[21/07/2008] Urbanistica

L´idea del Veneto: finanziare il recupero dell´edilizia rurale tradizionale

LIVORNO. La Giunta regionale del Veneto ha approvato il progetto di legge per il “finanziamento di interventi di recupero dell’edilizia rurale tradizionale, prevalentemente lignea, nella montagna veneta”: una serie di disposizioni volte a promuovere la tutela del patrimonio edilizio tradizionale rurale, caratterizzato dalla prevalenza di strutture e tamponamenti in legno perché “preziosa testimonianza delle culture e delle tradizioni costruttive storiche, nonché dell’identità locale”. Contributi finanziari, progetti esemplari e interventi pilota sono gli strumenti per il recupero di qualità degli edifici esistenti.

La Regione Veneto infatti concederà fino alla misura massima di 10mila euro per la spesa di progettazione e fino alla misura massima del 50% per la spesa di realizzazione del progetti di recupero ossia per gli esempi di progettazione e realizzazione di recuperi capaci di conservare il valore storico-testimoniale degli edifici. Un “valore” determinato dai materiali e dalle tecniche costruttive tradizionali (scelta e reperimento dei materiali da costruzione, lavorazioni, tecniche di montaggio, ecc.), ma anche e soprattutto dalle superfici edilizie (patine, decorazioni, finiture, ecc.) e nell’inserimento dell’edificio nel microcontesto e nel paesaggio (recinzioni, attacco a terra, accessibilità, ecc.).

Dunque l’intenzione della Giunta Regionale è quella di approvare annualmente un bando che detti i criteri per la selezione delle proposte progettuali oltre che nominare una commissione tecnico scientifica per individuare e selezionare i casi meritevoli di contributo.
E per diffondere i risultati di queste esperienze la Regione non esclude la possibilità di iniziative di “disseminazione” come esposizioni, pubblicazioni, convegni e seminari, anche dedicati alla formazione degli operatori e dei portatori di interesse. Tant’è che la Regione si ripropone di regolamentare (con apposita disciplinare) le visite agli edifici a favore di coloro che intendono realizzare interventi analoghi o dei tecnici preposti al monitoraggio.

Il recupero dell’architettura montana rurale tradizionale è parte di una problematica che da decenni coinvolge le aree montane dell’intero arco alpino: profonde trasformazioni sociali ed economiche hanno modificato gli insediamenti e i contesti, determinando fenomeni di declino demografico, di abbandono e di degrado degli immobili rurali.

La ricerca condotta dalla Regione del Veneto, nell’ambito del progetto Alpcity interreg IIIB Spazio Alpino tra il 2005 e il 2006, ha rappresentato un’occasione per focalizzare l’attenzione sul problema della qualità del recupero e per cercare risposte appropriate per la conservazione degli edifici rurali storici, con particolare riferimento al problema delle strutture in legno. (Il progetto Alpcity infatti era orientato alla ricerca e allo scambio di “buone pratiche”, cioè di esempi concreti a cui le comunità e gli operatori locali potevano fare riferimento e ispirarsi per migliorare la qualità delle loro azioni e dei loro interventi).
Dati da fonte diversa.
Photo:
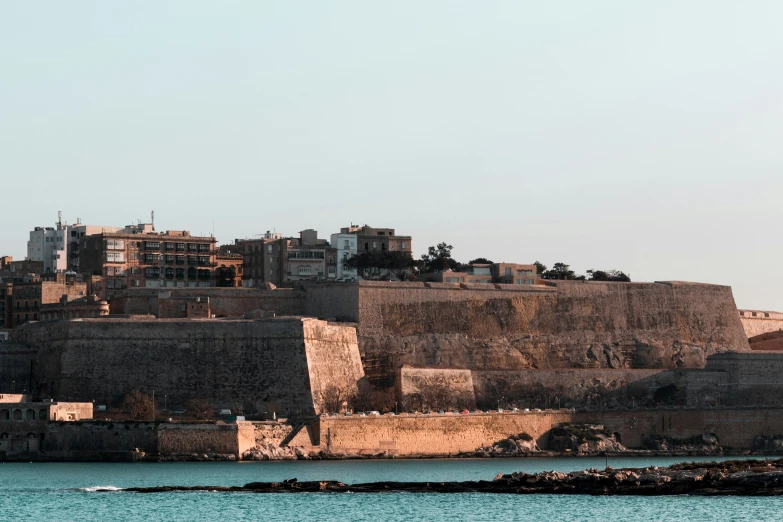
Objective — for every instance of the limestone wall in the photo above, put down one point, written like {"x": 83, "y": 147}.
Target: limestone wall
{"x": 566, "y": 325}
{"x": 265, "y": 365}
{"x": 202, "y": 438}
{"x": 441, "y": 435}
{"x": 224, "y": 302}
{"x": 757, "y": 322}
La tradizione costruttiva alpina caratterizzata dall’uso prevalente di strutture lignee è presente ormai in zone limitate (tra cui alcune aree della montagna veneta) e il recupero del legno pone problemi di natura scientifica, tecnica e realizzativa perché si tratta di un materiale fragile e organico.
Sicuramente il disegno di legge rappresenta il tentativo di presidiare e tutelare queste zone ma anche di recuperarle per l’utilizzo compatibile con il territorio. Punta sulla riqualificazione delle strutture esistenti e minimizza il consumo di suolo vergine (oltre ad avere un valore sociale e culturale).